Mixed precision model using more memory in inference(Didn't compare in finetuning)

avijha · April 21, 2022, 12:22pm

I’m comparing GPU memory usage of two models. One of them is trained with half precision while other is full. Even size on disk is close to half for the half precision model but it’s using more GPU memory.
Size of models on disk -
Half: 221743899
Full: 442221694

BatchSize: 1536
Half: max memory used: 11096.01171875
Full: max_memory used: 6763.52685546875

Code to log:

def start_timer():
    global start_time
    gc.collect()
    torch.cuda.empty_cache()
    torch.cuda.reset_max_memory_allocated()
    torch.cuda.synchronize()
    start_time = time.time()

def end_timer():
    torch.cuda.synchronize()
    end_time = time.time()
    global start_time, total_time
    total_time += (end_time - start_time)
    print(f"max memory used: {torch.cuda.max_memory_allocated()/(1024**2)}")

Only difference in inference code is -

if model_type=='half':
                with torch.autocast('cuda'):
                    output = model(input_ids=input_ids, token_type_ids=token_type_ids, attention_mask=attention_mask)
            else:
                output = model(input_ids=input_ids, token_type_ids=token_type_ids, attention_mask=attention_mask)
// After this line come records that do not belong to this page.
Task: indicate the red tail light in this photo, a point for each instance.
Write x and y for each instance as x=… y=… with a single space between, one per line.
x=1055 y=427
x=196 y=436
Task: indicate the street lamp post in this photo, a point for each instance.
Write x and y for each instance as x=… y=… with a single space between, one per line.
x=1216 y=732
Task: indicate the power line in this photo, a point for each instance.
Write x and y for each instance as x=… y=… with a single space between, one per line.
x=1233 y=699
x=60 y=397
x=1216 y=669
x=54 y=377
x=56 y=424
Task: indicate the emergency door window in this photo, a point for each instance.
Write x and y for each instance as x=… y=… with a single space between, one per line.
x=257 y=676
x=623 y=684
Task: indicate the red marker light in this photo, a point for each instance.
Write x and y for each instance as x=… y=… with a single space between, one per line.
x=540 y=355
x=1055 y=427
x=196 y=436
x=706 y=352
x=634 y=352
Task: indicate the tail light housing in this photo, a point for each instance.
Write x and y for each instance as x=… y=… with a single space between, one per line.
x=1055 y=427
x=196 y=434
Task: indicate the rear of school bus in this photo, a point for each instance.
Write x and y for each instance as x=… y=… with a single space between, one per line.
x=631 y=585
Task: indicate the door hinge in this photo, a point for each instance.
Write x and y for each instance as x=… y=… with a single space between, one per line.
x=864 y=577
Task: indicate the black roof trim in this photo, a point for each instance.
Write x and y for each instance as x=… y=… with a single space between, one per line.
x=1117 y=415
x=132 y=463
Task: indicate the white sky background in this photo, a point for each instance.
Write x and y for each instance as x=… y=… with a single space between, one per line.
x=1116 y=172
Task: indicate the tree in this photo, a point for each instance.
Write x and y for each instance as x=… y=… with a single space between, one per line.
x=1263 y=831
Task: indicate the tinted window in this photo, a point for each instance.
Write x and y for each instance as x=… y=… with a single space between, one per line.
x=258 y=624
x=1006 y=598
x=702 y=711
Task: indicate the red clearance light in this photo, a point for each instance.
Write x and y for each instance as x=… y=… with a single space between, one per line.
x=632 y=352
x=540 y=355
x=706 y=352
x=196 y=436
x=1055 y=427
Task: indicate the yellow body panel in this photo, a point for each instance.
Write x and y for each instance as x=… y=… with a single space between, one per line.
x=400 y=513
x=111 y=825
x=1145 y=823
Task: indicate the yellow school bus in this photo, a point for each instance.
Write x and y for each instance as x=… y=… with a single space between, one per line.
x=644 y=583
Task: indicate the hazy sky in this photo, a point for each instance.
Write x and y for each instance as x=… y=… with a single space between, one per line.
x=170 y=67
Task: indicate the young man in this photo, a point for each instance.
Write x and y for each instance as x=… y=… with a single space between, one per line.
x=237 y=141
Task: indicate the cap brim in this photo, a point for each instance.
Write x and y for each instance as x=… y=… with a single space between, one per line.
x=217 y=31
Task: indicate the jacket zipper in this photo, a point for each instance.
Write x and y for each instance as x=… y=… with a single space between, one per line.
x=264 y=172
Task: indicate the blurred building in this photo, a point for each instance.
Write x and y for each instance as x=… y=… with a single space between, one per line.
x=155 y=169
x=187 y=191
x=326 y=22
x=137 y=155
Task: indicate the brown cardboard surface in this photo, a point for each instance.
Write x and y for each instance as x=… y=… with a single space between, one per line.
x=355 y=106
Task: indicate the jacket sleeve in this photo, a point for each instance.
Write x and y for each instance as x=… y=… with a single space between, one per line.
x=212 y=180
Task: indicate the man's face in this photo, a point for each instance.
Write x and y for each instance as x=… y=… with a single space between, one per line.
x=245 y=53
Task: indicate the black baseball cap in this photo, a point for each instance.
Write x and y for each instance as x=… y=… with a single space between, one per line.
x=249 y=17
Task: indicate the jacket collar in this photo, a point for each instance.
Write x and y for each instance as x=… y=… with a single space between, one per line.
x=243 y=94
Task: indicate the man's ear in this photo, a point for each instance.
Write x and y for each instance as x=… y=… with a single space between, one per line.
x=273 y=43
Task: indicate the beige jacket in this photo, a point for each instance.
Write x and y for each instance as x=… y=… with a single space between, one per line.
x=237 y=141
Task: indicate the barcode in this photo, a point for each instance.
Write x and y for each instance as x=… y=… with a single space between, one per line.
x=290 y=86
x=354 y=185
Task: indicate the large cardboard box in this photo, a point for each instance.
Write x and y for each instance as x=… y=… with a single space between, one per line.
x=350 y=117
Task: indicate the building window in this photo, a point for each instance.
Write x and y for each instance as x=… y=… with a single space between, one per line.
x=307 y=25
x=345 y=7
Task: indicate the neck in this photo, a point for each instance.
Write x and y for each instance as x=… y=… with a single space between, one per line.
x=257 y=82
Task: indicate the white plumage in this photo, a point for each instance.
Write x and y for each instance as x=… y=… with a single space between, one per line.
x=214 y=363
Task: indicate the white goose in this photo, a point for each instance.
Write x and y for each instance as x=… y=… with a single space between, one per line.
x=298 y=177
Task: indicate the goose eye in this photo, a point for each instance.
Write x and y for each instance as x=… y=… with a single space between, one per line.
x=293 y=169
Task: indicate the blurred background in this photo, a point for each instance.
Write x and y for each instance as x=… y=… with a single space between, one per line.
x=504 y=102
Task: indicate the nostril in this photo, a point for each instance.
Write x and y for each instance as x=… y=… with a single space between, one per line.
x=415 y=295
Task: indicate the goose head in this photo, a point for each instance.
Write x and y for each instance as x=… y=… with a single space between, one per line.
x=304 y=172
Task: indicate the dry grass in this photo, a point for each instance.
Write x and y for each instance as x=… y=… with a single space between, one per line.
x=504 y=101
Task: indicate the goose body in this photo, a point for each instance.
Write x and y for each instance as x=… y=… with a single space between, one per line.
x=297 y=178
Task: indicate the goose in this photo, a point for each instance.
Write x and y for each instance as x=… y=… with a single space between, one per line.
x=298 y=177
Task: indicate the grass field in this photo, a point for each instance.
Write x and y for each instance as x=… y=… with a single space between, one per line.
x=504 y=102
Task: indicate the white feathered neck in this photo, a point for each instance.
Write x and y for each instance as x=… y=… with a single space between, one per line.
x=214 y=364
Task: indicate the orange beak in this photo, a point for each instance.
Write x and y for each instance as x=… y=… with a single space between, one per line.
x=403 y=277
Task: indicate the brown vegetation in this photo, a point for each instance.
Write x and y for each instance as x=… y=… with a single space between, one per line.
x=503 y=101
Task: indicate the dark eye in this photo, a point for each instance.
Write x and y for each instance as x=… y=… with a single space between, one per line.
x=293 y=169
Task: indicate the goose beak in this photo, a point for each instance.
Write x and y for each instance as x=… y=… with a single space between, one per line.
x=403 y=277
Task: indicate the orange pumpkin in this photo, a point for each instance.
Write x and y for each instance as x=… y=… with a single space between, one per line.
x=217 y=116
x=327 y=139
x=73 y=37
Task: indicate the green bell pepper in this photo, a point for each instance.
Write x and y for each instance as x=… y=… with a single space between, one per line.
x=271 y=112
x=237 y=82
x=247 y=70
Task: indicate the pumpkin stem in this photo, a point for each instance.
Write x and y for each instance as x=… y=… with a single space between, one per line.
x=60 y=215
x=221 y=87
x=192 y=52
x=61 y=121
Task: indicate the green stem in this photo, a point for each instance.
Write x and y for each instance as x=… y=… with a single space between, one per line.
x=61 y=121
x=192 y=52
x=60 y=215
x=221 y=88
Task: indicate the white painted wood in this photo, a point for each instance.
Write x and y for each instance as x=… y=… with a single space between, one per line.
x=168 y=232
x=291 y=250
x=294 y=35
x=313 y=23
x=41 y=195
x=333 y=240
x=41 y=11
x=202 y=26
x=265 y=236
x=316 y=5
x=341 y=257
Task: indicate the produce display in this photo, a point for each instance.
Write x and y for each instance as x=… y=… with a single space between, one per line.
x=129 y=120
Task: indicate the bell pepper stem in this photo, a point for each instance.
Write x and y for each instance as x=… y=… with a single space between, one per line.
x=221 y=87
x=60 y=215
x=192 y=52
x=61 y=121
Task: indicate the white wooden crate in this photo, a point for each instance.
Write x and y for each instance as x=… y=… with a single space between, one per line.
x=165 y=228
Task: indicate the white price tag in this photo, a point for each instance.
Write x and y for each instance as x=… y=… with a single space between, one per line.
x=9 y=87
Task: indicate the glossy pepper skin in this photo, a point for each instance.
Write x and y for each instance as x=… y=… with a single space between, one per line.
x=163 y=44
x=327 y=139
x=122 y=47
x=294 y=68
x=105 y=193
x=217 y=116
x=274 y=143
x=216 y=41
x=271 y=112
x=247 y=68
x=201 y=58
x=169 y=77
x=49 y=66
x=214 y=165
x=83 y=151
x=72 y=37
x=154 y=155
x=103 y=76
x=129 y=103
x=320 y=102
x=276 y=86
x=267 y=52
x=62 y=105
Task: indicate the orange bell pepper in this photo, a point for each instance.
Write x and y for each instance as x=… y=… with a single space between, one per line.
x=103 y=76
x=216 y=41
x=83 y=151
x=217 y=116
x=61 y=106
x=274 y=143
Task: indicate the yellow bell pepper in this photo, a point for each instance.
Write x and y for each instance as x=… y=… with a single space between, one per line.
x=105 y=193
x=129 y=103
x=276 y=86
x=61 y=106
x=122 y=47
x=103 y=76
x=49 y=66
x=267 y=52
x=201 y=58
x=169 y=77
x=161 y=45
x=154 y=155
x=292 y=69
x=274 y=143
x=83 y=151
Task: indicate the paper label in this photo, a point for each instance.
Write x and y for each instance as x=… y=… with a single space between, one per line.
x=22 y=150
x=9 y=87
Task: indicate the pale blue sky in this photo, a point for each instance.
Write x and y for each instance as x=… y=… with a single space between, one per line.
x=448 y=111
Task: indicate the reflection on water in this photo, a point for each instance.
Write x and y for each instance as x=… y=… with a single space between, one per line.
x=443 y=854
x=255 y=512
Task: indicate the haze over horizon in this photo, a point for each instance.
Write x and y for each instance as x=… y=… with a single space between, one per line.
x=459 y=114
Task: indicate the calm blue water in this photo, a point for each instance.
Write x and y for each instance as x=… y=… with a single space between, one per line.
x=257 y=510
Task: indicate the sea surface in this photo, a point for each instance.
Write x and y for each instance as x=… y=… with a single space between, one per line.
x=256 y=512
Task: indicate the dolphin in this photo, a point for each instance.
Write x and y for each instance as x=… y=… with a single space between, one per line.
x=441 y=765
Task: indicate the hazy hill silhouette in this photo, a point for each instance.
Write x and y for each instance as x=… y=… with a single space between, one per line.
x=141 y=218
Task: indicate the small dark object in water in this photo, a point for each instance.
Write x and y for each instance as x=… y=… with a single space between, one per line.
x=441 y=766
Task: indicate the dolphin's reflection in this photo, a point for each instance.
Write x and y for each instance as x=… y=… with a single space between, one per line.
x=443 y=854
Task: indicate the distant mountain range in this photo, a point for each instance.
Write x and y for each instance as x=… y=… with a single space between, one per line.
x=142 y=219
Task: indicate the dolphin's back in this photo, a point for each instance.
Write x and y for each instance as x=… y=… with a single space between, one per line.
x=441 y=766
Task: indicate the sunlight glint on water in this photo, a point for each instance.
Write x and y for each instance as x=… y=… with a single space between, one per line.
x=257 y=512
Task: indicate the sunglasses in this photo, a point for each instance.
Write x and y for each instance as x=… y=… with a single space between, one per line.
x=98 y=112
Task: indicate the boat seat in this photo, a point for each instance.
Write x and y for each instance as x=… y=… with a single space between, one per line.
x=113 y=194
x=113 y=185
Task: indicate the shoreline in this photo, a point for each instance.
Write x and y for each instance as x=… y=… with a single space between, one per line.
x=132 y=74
Is it expected behavior, if yes then what operation in autocast is using this memory?

ptrblck · April 21, 2022, 5:50pm

Could you explain the issue a bit more, please?
Your report:

BatchSize: 1536
Half: max memory used: 6763.52685546875
Full: max_memory used: 11096.01171875

doesn’t fit the title claiming that mixed-precision is using more memory.

avijha · April 29, 2022, 2:00pm

Aaah my bad!
I pasted it with wrong labels, I’ve edited it now. It still is the half that’s using more memory.